Sunit Das
Administrative Assistant: Shamim Sumar, shamim.sumar@unityhealth.to
Research Synopsis
Our lab is interested in epigenetic regulation of cell identity in normal neural stem cells and glioblastoma.
Project #1. We are interested in the role of long non-coding RNAs (lincs) in the control of cell fate in physiology and disease. In collaboration with Dr Phil Marsden, we have identified a novel linc, LIVE1, that mediates vascular maturation during normal blood vessel formation and coordinates angiogenesis in glioblastoma. Our current studies have focused on clarifying the mechanism by which LIVE1 acts, and in determining the role of linc-mediated angiogenesis in glioma biology. Interestingly, we have found that LIVE1 is also highly expressed in metastatic but not primary melanoma and breast cancer. These findings, while preliminary, are very exciting and will instigate work in our lab to determine if LIVE1 has a role in metastatic progression in melanoma and breast cancer.
We have also begun work to identify lincs that are associated with the stem cell phenotype in NSCs and in glioblastoma.
Project #2. In a collaborative effort with Dr Warren Chan (Department of Chemistry, University of Toronto, http://inbs.med.utoronto.ca), we are working to develop nanobead-based imaging of glioma progression using CLARITY. We have developed a mouse model that will allow us to employ CLARITY to study glioma progression in the intact brain. This approach will elucidate our limited understanding of glioma cell invasion in the undisturbed state, and will serve as a model for future study of the mechanisms that underlie glioma progression. We will work closely with Dr Chan’s lab to develop nanobeads that can target glioma cells in the tumour and brain microenvironments.
Project #3. We have identified a quiescent CSC population in glioblastoma that is resistant to chemotherapy and responsible for tumour recurrence following treatment. Cell cycle entry in these cells is regulated though a double negative feedback loop involving ZEB1 and the mir-200 family, which are activated by TGF-β and BMP signaling, respectively. We are working to delineate the mechanisms that control cell signaling in the glioma microenvironment and make sense of the effect of genomic signature on glioma behavior in this context.

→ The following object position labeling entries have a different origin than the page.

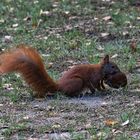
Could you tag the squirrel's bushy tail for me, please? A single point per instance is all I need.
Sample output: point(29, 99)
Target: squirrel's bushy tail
point(28, 63)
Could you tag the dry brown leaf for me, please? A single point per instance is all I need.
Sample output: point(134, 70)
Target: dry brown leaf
point(125, 123)
point(114, 56)
point(104, 34)
point(110, 122)
point(107, 18)
point(133, 46)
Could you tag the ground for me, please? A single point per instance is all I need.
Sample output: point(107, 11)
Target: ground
point(66, 33)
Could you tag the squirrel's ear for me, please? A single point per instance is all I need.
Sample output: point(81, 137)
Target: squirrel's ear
point(105, 59)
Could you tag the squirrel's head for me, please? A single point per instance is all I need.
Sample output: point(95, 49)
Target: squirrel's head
point(108, 67)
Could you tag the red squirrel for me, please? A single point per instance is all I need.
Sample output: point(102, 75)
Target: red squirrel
point(26, 61)
point(116, 80)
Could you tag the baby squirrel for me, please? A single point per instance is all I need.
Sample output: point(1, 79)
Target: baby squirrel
point(26, 61)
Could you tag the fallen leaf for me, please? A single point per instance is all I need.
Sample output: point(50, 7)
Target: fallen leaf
point(15, 25)
point(104, 34)
point(114, 56)
point(107, 18)
point(100, 48)
point(133, 46)
point(110, 122)
point(125, 123)
point(7, 39)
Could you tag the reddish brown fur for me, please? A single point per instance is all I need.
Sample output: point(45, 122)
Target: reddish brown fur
point(27, 62)
point(117, 80)
point(79, 77)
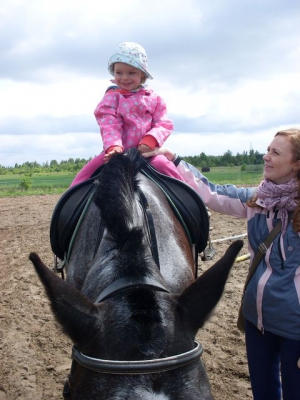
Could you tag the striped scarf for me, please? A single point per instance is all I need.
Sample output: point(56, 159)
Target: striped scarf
point(283, 196)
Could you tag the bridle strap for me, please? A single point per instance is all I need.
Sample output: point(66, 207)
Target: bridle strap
point(138, 367)
point(130, 282)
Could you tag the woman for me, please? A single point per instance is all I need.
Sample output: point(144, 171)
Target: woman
point(271, 304)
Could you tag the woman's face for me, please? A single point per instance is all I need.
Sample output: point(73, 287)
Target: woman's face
point(279, 165)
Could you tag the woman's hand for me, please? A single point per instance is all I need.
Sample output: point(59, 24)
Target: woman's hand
point(160, 151)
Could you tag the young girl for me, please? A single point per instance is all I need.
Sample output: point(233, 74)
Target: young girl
point(130, 115)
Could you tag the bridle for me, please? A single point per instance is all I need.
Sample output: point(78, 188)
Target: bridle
point(141, 367)
point(138, 367)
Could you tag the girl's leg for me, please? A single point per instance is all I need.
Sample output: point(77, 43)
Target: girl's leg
point(290, 373)
point(88, 170)
point(263, 362)
point(164, 166)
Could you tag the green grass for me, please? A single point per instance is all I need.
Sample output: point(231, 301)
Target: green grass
point(57, 183)
point(234, 175)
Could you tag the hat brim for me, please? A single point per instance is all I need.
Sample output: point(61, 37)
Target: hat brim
point(122, 58)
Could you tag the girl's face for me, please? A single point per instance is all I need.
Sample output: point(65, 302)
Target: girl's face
point(279, 165)
point(127, 77)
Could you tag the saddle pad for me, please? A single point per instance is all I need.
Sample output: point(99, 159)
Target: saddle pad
point(186, 204)
point(66, 215)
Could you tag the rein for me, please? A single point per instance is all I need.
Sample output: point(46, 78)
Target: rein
point(138, 367)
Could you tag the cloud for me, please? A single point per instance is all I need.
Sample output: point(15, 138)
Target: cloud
point(228, 70)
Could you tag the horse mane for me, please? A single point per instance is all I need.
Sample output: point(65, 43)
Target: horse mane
point(117, 185)
point(116, 199)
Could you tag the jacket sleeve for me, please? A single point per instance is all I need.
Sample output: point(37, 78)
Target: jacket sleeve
point(109, 121)
point(161, 126)
point(225, 199)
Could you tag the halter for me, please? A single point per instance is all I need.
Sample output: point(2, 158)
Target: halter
point(138, 367)
point(141, 367)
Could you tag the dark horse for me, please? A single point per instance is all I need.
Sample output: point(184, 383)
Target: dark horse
point(134, 325)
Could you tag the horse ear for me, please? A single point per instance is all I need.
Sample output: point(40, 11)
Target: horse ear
point(197, 301)
point(71, 308)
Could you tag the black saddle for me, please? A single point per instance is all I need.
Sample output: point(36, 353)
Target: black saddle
point(185, 202)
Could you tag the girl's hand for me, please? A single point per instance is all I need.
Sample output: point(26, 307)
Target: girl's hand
point(143, 148)
point(110, 152)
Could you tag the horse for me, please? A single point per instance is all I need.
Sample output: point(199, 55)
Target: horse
point(131, 305)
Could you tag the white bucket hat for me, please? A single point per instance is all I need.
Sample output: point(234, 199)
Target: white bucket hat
point(132, 54)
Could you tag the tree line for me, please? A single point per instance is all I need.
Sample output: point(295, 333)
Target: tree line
point(74, 165)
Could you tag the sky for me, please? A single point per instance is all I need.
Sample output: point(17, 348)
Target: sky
point(228, 70)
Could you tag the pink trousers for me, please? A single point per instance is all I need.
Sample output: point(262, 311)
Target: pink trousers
point(160, 163)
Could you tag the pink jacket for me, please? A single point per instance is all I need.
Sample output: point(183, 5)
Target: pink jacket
point(125, 119)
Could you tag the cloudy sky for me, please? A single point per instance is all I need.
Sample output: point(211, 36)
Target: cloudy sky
point(229, 71)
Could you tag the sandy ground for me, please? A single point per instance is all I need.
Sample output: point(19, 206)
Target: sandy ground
point(35, 355)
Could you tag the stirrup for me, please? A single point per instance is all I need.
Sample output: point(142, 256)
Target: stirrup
point(58, 266)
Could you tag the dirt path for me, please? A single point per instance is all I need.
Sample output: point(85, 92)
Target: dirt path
point(35, 360)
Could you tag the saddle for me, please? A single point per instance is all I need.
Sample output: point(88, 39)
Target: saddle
point(186, 204)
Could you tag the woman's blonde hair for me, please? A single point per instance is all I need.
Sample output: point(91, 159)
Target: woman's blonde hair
point(293, 135)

Project #4. We performed a systematic review of the results of high-throughput screens from multiple CSC and physiologic stem cell systems to identify possible mediators of the stem cell phenotype in glioblastoma. Based on these results, we chose to study indomethacin, a chemical inhibitor of cyclooxygenase-2, and antagonist of prostaglandin E2. Using in vitro studies and a mouse xenograft model, we have subsequently shown that inhibition of COX-2 using indomethacin or siRNA-mediated knockdown results in inhibition of the CSC phenotype in glioblastoma, and enhances the efficacy of temozolomide chemotherapy in its treatment. We recently uncovered a direct interaction between PGE2 and Wnt signaling in GSCs, which have been shown to direct bone marrow regeneration following HSC ablation and to be disregulated in acute lymphocytic leukemia. We have begun a collaboration with Dr. Cindi Morshead to examine this possible interplay of COX-2 and Wnt signaling in NSCs and glioblastoma.